C’è un momento, nei libri più sinceri, in cui senti che qualcuno sta parlando direttamente a una ferita che non sapevi di avere. Non al lettore ideale, non a un pubblico: a te. È da lì che parte l’incontro con Nicola Pesce, ospite del vodcast Il Piacere della Lettura, e da lì nasce anche Camminando tra i fiori scalzi (Mondadori), romanzo che non racconta solo una storia, ma prova, ostinatamente, a rispondere a una domanda: quali sono le parole giuste per crescere un essere umano?
Pesce non gira intorno al punto. La genesi del libro è quasi brutale nella sua semplicità: “Da piccolo — racconta — gli adulti non mi hanno mai detto le frasi giuste per farmi sentire sereno al mondo”. È una confessione che diventa subito progetto narrativo. Immaginare un nonno e un bambino, una Provenza sospesa, una casa sporca di bottiglie e un uomo che decide, all’improvviso, di educare “con l’esempio”: smettere di bere, leggere, esserci. Non perfetto, mai perfetto. Ma presente.

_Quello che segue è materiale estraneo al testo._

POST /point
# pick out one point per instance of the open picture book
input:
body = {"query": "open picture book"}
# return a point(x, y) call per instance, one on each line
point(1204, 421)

Il cuore del romanzo è tutto qui: nel tentativo fallibile di dire qualcosa che resti. E infatti il nonno è una figura ambigua, quasi contraddittoria. Guida e ferita insieme, capace di promettere al nipote che “ogni giorno sarà più bello del precedente” e, allo stesso tempo, di diventare duro, distante, perfino respingente. È in questa frattura che il libro trova la sua verità più potente: non esistono parole giuste, esiste il tempo che scegli di dedicare.
E il tempo, nell’intervista, diventa ossessione. “Non si può fare un figlio con distrazione”, dice Pesce. In un mondo che delega l’educazione all’esterno, lui rivendica un gesto semplice e radicale: stare. Anche quando è noioso, anche quando è difficile, anche quando non si sa cosa dire. Perché è proprio lì, in quell’imperfezione, che si trasmettono i valori.
Non è un caso che nel romanzo la natura abbia un ruolo centrale. Il bosco, il vento, gli animali: tutto parla, ma senza parole. “La natura è un maestro silenzioso”, spiega. E forse è proprio questo il punto: mentre gli esseri umani cercano frasi definitive, la vita accade altrove, nelle cose minime, gratuite, irripetibili. Un campanellino, una passeggiata, un odore nel vento.

Poi c’è la fuga. L’adolescenza che rompe, che tradisce, che ruba — letteralmente — per potersi cercare. Pesce racconta di essersi ispirato a Giacomo Leopardi e al padre Monaldo, in un gioco di specchi tra generazioni che si ripetono, si feriscono e non sempre si perdonano. È qui che il romanzo si fa adulto: nella consapevolezza che crescere significa anche tradire l’amore ricevuto.
Eppure, dentro questa frattura, resta una misura. “Il bene si calcola in base a ciò a cui tu rinunci per esso”, dice Pesce, citando una frase del padre. Non come verità assoluta, ma come tentativo. Perché, ammette, ogni parola è parziale, ogni definizione è una scelta tra mille possibili verità.
Alla fine, quello che resta è un’immagine. Una baita, la neve fuori, il fuoco acceso, due persone che si amano e non hanno bisogno di altro. È da lì che il libro è nato, ed è lì che forse torna. In un luogo piccolo, “ma tutto tuo”, dove la felicità non si compra e il tempo smette di essere una misura per diventare presenza.
Camminando tra i fiori scalzi suggerisce, con una delicatezza rara, che il punto non è dire le parole giuste. È restare abbastanza a lungo perché, un giorno, quelle parole, anche sbagliate, possano essere capite.